Cross-border travel is often not given much thought. You pack your luggage and head to the airport, often more concerned with the customs line than any potential legal issues. Canadian companies routinely send employees to the United States for business trips, often unaware of the legal issues confronting such a traveller. Let’s take a look at what the customs officer may be thinking about.
Business vs. Work
There is a subtle and important difference between “business” and “work” travel. Depending on the reason for the trip, a person may either enter the U.S. as a “Business Visitor” or alternatively may need to apply for work authorization.
The definition of the term is set out below. Should the traveller meet this test, then there is no need to apply for other permissions. If the business purpose is not within this definition, then the alternative process must be followed.
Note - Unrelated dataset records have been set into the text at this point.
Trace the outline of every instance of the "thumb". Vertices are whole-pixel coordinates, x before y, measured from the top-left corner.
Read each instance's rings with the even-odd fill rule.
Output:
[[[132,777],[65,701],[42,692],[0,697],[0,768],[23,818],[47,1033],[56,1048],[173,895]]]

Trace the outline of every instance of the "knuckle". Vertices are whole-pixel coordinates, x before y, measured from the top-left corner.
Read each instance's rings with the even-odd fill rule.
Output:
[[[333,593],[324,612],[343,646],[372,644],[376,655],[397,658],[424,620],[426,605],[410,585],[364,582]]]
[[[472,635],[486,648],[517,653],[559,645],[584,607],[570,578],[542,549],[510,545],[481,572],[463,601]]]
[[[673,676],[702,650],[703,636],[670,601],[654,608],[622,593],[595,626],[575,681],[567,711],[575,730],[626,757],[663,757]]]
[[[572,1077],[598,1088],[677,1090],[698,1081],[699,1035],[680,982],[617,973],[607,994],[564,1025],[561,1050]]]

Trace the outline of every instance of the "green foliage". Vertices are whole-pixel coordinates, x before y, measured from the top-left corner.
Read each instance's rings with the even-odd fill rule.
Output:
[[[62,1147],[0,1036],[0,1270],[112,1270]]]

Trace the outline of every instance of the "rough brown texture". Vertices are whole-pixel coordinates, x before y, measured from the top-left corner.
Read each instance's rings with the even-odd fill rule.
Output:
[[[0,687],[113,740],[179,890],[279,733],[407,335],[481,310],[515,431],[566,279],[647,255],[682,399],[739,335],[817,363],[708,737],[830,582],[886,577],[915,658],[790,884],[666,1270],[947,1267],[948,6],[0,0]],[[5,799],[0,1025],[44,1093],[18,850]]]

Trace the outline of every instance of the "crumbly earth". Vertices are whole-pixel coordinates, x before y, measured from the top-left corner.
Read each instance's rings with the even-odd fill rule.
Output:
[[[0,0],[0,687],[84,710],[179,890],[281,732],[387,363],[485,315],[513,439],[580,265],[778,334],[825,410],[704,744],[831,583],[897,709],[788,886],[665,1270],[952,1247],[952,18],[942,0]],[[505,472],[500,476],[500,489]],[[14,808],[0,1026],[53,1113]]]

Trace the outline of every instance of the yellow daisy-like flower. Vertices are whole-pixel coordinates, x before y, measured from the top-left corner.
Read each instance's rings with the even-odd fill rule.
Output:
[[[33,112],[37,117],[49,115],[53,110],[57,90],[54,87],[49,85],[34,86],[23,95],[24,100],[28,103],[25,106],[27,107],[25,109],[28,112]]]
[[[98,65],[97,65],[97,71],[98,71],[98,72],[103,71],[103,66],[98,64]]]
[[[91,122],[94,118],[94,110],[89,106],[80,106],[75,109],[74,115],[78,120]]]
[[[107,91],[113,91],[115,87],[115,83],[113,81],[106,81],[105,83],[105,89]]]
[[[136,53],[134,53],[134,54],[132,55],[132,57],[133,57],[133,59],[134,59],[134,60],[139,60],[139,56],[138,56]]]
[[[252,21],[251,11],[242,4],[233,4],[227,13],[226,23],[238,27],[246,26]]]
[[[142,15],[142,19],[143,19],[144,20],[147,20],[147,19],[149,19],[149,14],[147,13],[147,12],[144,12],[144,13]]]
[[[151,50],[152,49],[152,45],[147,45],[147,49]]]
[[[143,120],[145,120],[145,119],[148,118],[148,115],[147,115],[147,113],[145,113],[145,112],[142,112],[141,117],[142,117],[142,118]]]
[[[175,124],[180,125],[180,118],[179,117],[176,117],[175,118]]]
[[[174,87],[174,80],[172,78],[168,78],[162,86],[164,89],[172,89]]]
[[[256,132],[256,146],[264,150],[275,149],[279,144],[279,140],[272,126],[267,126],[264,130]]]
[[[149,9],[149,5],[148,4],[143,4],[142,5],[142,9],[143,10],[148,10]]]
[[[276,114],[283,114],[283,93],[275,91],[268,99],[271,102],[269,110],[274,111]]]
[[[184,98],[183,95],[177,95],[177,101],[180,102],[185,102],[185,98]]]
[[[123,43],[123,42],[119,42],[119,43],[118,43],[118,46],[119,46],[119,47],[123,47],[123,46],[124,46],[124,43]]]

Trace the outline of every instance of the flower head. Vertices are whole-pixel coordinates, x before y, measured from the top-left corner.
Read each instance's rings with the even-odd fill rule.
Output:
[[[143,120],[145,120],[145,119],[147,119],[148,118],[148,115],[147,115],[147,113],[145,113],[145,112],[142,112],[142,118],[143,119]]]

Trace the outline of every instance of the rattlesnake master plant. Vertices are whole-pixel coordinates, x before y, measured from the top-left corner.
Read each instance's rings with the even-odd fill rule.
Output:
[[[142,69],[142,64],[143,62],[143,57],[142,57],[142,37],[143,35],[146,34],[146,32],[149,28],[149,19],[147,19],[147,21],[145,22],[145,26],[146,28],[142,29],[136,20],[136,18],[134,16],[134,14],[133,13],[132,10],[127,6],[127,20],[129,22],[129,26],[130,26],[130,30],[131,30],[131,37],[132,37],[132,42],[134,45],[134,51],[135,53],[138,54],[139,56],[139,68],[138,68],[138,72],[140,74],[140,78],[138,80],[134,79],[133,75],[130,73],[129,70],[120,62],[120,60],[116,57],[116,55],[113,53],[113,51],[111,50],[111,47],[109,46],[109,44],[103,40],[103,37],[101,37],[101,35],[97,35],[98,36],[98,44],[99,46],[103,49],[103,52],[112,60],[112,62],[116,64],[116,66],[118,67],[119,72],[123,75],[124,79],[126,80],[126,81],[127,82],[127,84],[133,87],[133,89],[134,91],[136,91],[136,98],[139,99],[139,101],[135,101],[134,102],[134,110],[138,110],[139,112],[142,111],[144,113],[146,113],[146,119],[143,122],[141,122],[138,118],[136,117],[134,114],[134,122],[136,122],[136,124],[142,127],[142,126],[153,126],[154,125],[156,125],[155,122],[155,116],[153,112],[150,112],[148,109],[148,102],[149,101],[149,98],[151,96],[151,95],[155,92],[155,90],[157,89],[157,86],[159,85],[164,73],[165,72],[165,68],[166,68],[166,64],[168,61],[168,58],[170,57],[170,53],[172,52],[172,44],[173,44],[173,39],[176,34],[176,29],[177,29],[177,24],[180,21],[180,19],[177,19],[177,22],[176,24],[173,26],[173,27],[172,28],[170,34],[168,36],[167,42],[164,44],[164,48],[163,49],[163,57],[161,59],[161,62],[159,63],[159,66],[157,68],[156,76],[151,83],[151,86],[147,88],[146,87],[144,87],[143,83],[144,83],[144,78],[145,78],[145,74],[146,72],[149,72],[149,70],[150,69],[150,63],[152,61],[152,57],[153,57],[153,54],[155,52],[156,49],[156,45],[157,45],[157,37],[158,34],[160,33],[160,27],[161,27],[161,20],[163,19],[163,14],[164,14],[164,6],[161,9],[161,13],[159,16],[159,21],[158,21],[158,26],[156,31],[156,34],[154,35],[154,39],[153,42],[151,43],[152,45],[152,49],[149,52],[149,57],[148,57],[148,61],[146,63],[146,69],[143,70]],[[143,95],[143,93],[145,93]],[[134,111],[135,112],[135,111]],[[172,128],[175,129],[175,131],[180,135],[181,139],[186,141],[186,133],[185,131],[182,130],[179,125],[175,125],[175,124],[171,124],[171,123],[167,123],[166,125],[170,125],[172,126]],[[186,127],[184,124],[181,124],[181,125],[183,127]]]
Here is the list of the trips allowed as a “Business Visitor”:
- To attend a business meeting;
- To negotiate a contract;
- To attend a business conference or a trade show;
- To allow for short-term training; or
- To provide post-sales services related to the sale of a product.
To travel for any other purpose will require work authorization to enter the U.S.
Persons wishing to enter as a business visitor must also be able to demonstrate:
- The specific purpose of the trip and also that it is limited in time.
- That they maintain a permanent residence outside the U.S.;
- That they will indeed fulfill the business purpose as intended; and
- They have sufficient funds to pay for the trip and related expenses.
Should the business purpose not meet this test of “Business Visitor”, there are other options to consider.
The employee may apply for a TN Status to work in the U.S. Under NAFTA. There is a catalogue of 60 professional occupations allowed to work in the U.S.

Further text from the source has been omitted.